Mildred Pierce is a five-part HBO mini-series directed by Todd Haynes and adapted from a 1941 novel by James M. Cain. Kate Winslet won an Emmy and Golden Globe for her performance as the titular Mildred, a struggling single mother during the Great Depression.

GVS: I also wanted to ask about your time at Brown University. What were you studying and how did that lead into cinema?

TH: I was there right at 1980. At that time, Brown had this “semiotics” program—it later became modern culture and media departments. Other schools would adopt titles for this program, and Brown’s was just semiotics at the time. I would say it’s just the result of Freud, Marx and the linguistic movements of the ’20s, Walter Benjamin and all of the post-Freudian writers who started to write about culture.

This more structuralist, post-humanist discourse started to enter into cultural themes—art, literature and a lot of it through film—out of feminist film theory in the ’70s. Laura Mulvey. That whole movement. And the notion of the male spectator, the male gaze. All of these terms now feel extremely integrated if not outmoded or defunct, yet they still have residence and are formative. What I forget is how old I am. Those writings from the ’70s had only just come out when I went to Brown.

It was this little funky, crumbling building called Adams House that was an annex of the English department. It wasn’t a full-fledged department and was kind of frowned on by the English department as a whole. Of course, that made it feel even more cool. For us, doubt was something challenging and critical of the status-quo, educational approach, but I didn’t know what I was walking into. I just wanted to go somewhere where film production existed.

You went to RISD and I would take some classes at RISD as well, which you could do at Brown. You could take some classes at Brown as well, right?

GVS: You could take a lot of them if you wanted, and I did.

“In the quiet darkness of cultural learning,
there are also little patches of the
illicit. I hope that’s still true in academic or
cultural life. It was a factor for me.”

TH: They were great, and yet the film department was completely skeletal. They rented a flatbed once a month each semester, hauled it up to the top floor of this crumbling building, and you’d sign up for one or two hour blocks on the flatbed around the clock. I loved the graveyard shift. I felt completely alone, and there was a dubber in the other room where you could record your sound. We both remember this because you came out of editing when you started out working in film—just that crazy feeling of carrying your little sound effect from one room to the next, then taping it onto the flatbed on the second track, literally having it in your hands. That material experience of the medium is something I love that I had. I wouldn’t have traded that for anything.

GVS: At RISD we had a flatbed and it was covered by all these things, naturally. It was in the auditorium building. There was one little room tucked away up a stairway and that’s where the flatbed was. We were also working around the clock. We had to because we really only had time at night. There was a guard who was making the rounds, so we would have to hide until he passed by.

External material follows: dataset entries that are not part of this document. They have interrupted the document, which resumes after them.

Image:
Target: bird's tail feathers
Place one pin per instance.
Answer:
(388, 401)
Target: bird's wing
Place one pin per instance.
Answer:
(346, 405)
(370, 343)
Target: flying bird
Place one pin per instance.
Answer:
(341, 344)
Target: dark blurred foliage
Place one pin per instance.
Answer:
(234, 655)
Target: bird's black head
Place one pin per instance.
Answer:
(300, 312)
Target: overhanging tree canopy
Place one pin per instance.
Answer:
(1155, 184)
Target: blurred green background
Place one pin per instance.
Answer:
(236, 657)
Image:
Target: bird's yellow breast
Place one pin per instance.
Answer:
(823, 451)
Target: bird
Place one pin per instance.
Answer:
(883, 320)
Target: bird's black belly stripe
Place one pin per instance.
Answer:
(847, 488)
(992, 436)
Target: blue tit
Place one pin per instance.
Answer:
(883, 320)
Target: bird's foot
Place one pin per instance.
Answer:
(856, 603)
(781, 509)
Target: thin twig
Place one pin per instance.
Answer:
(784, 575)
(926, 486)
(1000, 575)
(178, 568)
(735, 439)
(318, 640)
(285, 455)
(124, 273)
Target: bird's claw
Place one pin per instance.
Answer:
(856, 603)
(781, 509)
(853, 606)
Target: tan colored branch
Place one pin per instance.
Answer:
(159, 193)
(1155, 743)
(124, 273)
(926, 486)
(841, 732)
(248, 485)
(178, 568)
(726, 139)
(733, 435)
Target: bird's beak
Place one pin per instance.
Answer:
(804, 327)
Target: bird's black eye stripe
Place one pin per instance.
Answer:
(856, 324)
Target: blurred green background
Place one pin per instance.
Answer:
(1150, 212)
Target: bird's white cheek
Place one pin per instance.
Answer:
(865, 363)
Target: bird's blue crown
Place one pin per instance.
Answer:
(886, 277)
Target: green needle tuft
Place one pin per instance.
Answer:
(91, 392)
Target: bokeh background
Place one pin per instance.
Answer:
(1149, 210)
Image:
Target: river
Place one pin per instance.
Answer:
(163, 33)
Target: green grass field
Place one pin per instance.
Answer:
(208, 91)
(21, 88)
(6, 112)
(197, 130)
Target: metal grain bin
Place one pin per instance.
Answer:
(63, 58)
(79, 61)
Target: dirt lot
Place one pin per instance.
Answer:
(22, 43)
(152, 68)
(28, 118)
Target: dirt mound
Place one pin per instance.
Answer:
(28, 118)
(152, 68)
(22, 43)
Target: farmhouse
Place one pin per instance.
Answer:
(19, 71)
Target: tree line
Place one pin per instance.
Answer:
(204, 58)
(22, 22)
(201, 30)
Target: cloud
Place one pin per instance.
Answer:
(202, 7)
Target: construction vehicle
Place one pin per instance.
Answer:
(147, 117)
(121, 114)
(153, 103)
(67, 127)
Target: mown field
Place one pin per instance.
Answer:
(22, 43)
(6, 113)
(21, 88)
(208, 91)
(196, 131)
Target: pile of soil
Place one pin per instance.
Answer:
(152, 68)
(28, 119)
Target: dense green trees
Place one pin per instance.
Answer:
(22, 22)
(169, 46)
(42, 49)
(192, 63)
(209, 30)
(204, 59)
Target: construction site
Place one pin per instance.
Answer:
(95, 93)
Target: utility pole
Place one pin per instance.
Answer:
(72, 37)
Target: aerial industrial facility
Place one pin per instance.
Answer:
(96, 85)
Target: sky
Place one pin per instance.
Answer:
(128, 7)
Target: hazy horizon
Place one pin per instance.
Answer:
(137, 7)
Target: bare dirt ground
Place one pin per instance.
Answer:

TH: Wow, that is so great. Talk about subterranean or concealed practices. There was an element of the illicit, even just in all the hours I would spend—and I’m sure you did too—in the revival houses. Me growing up in LA and you on the East Coast and then Portland, just the hours you’d spend in the dark theaters watching all these different programs, amazing double bills that changed every night. It drew cineastes, it drew people who were cruising each other. It’s like how libraries always have a perverse element in their shadows. In the quiet darkness of cultural learning, there are also little patches of the illicit. I hope that’s still true in academic or cultural life. It was a factor for me.